The campus online systems have experienced problems over the past two weeks, and ISS has been working diligently to fix some of the primary problems that have plagued the online network.
Washburn has recently upgraded its Luminis platform. In an agreement with Sungard Higher Education, Luminis has to be upgraded to keep up with software updates and the general technological needs of the university, its faculty and student body. Washburn has upgraded from version Luminis 3 to Luminis 4.
Gunter compared the necessity for the software update on campus to the need for operating system updates such as Microsoft Windows 7. The updates fix bugs, improve functionality and give users the chance to give input.

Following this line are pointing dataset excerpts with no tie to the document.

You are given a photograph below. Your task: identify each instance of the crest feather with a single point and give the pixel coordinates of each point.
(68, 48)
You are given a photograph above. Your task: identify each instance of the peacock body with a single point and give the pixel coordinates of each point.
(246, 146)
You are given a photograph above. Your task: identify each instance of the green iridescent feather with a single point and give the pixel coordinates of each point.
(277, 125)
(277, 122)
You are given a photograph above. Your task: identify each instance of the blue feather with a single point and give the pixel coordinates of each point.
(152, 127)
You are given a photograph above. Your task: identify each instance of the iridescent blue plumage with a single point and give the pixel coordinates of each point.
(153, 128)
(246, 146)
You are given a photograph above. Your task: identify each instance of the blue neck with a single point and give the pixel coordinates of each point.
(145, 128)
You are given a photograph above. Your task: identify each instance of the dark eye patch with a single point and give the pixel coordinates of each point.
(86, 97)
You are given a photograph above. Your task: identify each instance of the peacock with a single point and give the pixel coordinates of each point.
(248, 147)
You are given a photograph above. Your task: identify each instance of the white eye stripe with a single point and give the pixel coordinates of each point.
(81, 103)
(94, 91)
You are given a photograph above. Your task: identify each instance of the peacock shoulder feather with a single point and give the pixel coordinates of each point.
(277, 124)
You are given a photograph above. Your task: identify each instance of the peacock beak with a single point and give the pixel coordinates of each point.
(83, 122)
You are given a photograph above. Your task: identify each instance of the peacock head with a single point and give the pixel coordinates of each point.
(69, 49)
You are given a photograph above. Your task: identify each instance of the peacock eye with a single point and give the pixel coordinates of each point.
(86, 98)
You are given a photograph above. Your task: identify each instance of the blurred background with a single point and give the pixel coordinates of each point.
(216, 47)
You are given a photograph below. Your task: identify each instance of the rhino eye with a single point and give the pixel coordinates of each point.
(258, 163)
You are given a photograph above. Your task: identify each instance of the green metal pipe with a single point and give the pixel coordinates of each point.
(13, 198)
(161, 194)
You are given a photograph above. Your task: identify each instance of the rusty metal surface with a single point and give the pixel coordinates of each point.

“One of the interesting things we’ve seen since we’ve rolled out the new MyWashburn is increased activity. Previously we’ve seen 500 to 600 concurrent connections. From around 9:00 p.m. to 10:30 p.m. we’ve seen as many as 1,800 connections. So we’re seeing three times the traffic this semester than we’ve seen in previous semesters,” said Gunter.
“Right now we don’t have that information. There is probably a way to get that information but at this time we don’t have that information,” said John Haverty, of ISS.
“We’ll work through this. We’re working with our partners at Sungard. They’re the ones who wrote the software, know how it works and installed it, so we’re looking to them to help us. They know that the transition hasn’t gone as smoothly as possible but we’re just trying to work through the glitches as quickly as possible,” said Gunter.
“Personnel at Washburn are not experts at operating those large systems. The company that produces those products come in, installs those programs, maintains and services them,” said Gunter, “we’re asking people to bear with us as we resolve some of these issues.”
Stuart Murphy, online education coordinator, manages a department of three web technicians that supports and trains faculty, students and staff on the online software.
Murphy has also been dealing with the problems of software upgrades. ANGEL is the new education software that the university is utilizing for online, as well as in-class instruction. ANGEL is an update over the outdated WebCT education portal.
“WebCT was coming to end-of-life, so we had to make a decision for a new portal. We took quite a bit of time to decide on a new platform and we settled on ANGEL. We started training faculty at the beginning of the year and we ran a summer pilot program of about 50 sessions, about a third of the courses offered through WebCT, through ANGEL. That actually went really well. I really appreciate the faculty and students that took part in that process because it really helped us prepare for the fall,” said Murphy.
“The ANGEL portion of Washburn’s online offering is running well. I don’t know about some of the other aspects of ISS but the ANGEL system is running well. The faculty is able to lay out their course in a manner that makes sense,” said Murphy.
In WebCT, the student was required to visit one area to find content, another to find quizzes and yet another to find communication tools. In ANGEL, all material is presented to students on one screen. Productivity tools such as the task list and the calendar give students a way to organize themselves. Faculty, if they choose, can present the course in chronological order to better maintain continuity of organization within the course.
Murphy said that even in “face-to-face” courses, students benefit from knowing how they are doing in the class by knowing their grades. ANGEL offers faculty the option to post grades online.
“These are just a few things that I think are going to benefit students,” said Murphy.
ANGEL Learning is not owned or run through Sungard software so it is disconnected from many of the problems that have plagued Washburn’s online services. On the other hand, ISS is in constant contact with Sungard, so Washburn, Sungard and ANGEL are working together to make the online systems run properly.
“It adds stress and pressure to everybody when things aren’t running perfectly,” said Murphy. He said there are always going to be pieces of the puzzle that are out of place and need tweaking through the semester.
Murphy has had faculty that weren’t looking forward to the switch give him positive feedback. Students have also really liked the change. WebCT was 10 years old and needed major overhauls. The switch to ANGEL fixed old problems and provided new tools for students to work with.
Washburn has a three year contract with ANGEL. They will host the software programs for the first year and then Washburn will move the hosting in-house.
“It’s been a hectic first part of the semester but I think further on down the road, our online program will need more courses placed,” said Murphy. He referenced President Farley’s address at the university convocation as a marker for where Washburn is headed in terms of increasing the focus of online education. Murphy said that’s just the way things are moving.